Come to think of it, there’s a movie here, too. But as a book, Mr. Mindbomb is missing a plot. Missing, too, is a sense of Hunter’s literary skill. We hear over and over again how our hero was an inspired polemicist, but actual “mindbombs” are few. One useful takeaway is that Hunter’s last will and testament, 2003’s Thermageddon: Countdown to 2030 (Arcade Publishing), is an unusually clear-headed and prescient warning of the coming environmental collapse, but it is not quoted extensively. Despite its obvious timeliness, Thermageddon appears to be out of print. Hopefully the release of Mr. Mindbomb helps rectify this.

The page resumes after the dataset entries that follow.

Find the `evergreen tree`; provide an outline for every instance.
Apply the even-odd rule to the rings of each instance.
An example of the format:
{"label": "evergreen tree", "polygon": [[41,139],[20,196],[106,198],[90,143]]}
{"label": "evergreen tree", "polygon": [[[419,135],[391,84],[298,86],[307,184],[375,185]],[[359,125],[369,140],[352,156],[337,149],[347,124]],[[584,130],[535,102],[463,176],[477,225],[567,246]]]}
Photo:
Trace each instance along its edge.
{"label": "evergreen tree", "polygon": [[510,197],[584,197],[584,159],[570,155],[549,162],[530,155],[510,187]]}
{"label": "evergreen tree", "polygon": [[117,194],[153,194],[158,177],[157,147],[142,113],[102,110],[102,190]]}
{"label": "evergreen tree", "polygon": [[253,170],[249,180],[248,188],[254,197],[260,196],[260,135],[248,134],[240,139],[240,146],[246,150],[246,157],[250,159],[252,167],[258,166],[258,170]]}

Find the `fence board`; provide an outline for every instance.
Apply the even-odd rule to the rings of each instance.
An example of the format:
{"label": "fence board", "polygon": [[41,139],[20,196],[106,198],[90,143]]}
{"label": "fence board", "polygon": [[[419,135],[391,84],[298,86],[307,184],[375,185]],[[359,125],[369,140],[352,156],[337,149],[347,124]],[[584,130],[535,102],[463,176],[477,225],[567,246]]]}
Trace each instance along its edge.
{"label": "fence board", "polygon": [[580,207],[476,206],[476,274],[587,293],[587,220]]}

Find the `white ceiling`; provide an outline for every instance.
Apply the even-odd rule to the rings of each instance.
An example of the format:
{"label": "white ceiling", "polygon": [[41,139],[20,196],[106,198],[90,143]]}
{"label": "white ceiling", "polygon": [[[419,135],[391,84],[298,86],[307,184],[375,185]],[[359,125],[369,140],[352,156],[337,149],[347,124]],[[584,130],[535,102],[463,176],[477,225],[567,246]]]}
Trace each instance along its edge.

Also useful, and as yet unavailable, would be a collection of Hunter’s journalism. In an age of advertorial writing and AI-generated babble, his sharp, fierce commentary could provide a welcome example to younger writers who would like to follow in his footsteps.

I’m glad to have these stories available, and perhaps they’ll prove inspirational, too. But there’s more to be done when it comes to keeping Bob Hunter’s legacy alive. 9781771606240

Alexander Varty is a senior West Coast arts journalist living on unceded Snuneymuxw territory.